Суды Федеративной Республики Германии при истолковании Боннского Основного закона без больших сомнений доверились логике ценностей. Это еще не значит, что логика ценностей у нас получила силу права и закона, когда она на пути через «обязательное искусство сословия», а именно юриспруденцию наивысших немецких судов, превратилась в немецкий вариант judge-made law («закон, сделанный судьей», т.е. прецедентное право – прим. перев.). Западногерманский законодатель, во всяком случае, в этом отношении еще воздерживается. Но находящемуся на государственной службе судье, напротив, необходимо объективное обоснование для его приговоров и решений, и сегодня свои услуги в этом ему предлагают самые разнообразные философии ценностей. Вопрос состоит в том, насколько такое разнообразие способно предоставить желанные, убедительные для всех, объективные обоснования. Вероятно, кто-то из федеральных судей ощущает себя пионером определенной ценности; все же, и у него, возможно, были бы сомнения относительно того, что он действует как пионер сил, властей, целей и интересов, которые появляются у него с некоей визой философии ценностей. Однако он ни в коем случае не может отмахнуться от вопроса о собственной логике ценностей как от спора о словах. Как практически наблюдающий юрист он скоро убедится на опыте, что в решающий момент самые сильные противоречия окончательно разрешаются в форме спора о словах. Как рассуждающий теоретически юрист он понимает различие правовой силы, правового блага и правовой ценности и не отмахивается от этого различия как от незначительного нюансирования. Как знакомый с историей права юрист он знает, что собственность сначала была только вещью (res mea est), потом стала вещным «правом на вещь» и теперь должна превратиться в чистую ценность.

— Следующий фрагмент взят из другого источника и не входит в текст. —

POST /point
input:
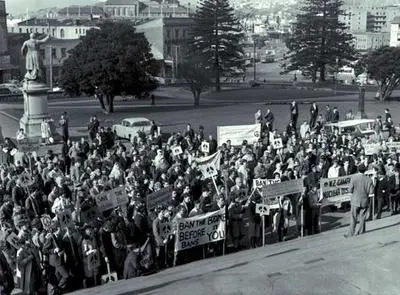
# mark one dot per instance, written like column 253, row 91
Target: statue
column 34, row 63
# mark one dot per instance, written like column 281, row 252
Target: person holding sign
column 361, row 187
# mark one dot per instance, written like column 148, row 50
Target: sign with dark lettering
column 336, row 190
column 161, row 197
column 200, row 230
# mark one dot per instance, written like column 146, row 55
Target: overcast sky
column 20, row 6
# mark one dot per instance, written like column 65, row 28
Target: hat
column 362, row 168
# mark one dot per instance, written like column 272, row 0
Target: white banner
column 113, row 198
column 200, row 230
column 236, row 134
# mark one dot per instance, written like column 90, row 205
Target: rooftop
column 57, row 23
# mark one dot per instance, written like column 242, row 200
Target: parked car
column 14, row 89
column 130, row 127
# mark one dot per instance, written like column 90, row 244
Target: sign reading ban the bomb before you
column 238, row 133
column 110, row 199
column 200, row 230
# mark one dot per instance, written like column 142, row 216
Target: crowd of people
column 40, row 256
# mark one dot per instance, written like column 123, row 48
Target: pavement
column 326, row 263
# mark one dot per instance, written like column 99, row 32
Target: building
column 395, row 32
column 169, row 38
column 61, row 29
column 81, row 12
column 145, row 9
column 6, row 67
column 370, row 41
column 122, row 9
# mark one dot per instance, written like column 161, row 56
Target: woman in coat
column 28, row 262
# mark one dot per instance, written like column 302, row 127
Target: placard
column 259, row 183
column 262, row 209
column 238, row 133
column 336, row 190
column 289, row 187
column 113, row 198
column 176, row 150
column 277, row 143
column 371, row 148
column 65, row 218
column 161, row 197
column 13, row 240
column 200, row 230
column 205, row 147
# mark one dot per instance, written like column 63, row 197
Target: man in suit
column 361, row 187
column 313, row 114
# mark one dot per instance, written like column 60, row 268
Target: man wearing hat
column 361, row 187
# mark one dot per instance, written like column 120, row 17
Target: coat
column 361, row 186
column 29, row 265
column 6, row 276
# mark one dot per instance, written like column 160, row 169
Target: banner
column 259, row 183
column 161, row 197
column 113, row 198
column 200, row 230
column 289, row 187
column 210, row 165
column 236, row 134
column 336, row 190
column 371, row 148
column 393, row 147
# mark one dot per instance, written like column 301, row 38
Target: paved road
column 322, row 264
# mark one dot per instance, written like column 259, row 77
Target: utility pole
column 254, row 59
column 51, row 68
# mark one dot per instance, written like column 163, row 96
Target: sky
column 20, row 6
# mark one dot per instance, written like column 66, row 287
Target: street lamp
column 362, row 82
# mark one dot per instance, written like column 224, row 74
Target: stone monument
column 35, row 89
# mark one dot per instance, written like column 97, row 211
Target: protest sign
column 371, row 148
column 210, row 165
column 46, row 221
column 113, row 198
column 393, row 147
column 93, row 260
column 259, row 183
column 335, row 190
column 289, row 187
column 238, row 133
column 200, row 230
column 65, row 218
column 277, row 143
column 205, row 147
column 262, row 209
column 176, row 150
column 161, row 197
column 13, row 240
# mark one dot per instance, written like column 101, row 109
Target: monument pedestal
column 35, row 109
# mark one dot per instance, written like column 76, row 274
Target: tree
column 384, row 66
column 216, row 36
column 197, row 74
column 110, row 61
column 319, row 40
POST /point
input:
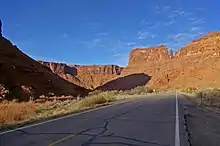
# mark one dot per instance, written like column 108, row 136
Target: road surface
column 156, row 120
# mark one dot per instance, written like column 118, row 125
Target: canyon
column 196, row 65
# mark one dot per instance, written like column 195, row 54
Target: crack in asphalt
column 104, row 128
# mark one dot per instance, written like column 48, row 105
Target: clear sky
column 104, row 31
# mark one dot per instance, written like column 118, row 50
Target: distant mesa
column 195, row 65
column 126, row 82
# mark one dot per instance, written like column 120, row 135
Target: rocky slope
column 22, row 77
column 89, row 77
column 195, row 65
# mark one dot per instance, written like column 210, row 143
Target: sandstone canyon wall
column 88, row 76
column 21, row 77
column 195, row 65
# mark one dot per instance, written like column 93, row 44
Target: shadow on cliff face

Также законодатель, нормы которого, как правило, должны устанавливать предсказуемые границы для простора свободной логики ценностей, может в своем официальном языке стать жертвой словаря одной из многих философий ценностей. Так, например, обоснование проекта «Закона о новом урегулировании гражданско-правовой защиты личности и достоинства» дословно начинается с такой фразы:
«В свободной демократии достоинство человека является наивысшей ценностью. Оно неприкосновенно». Но она, ценность, остается открытой.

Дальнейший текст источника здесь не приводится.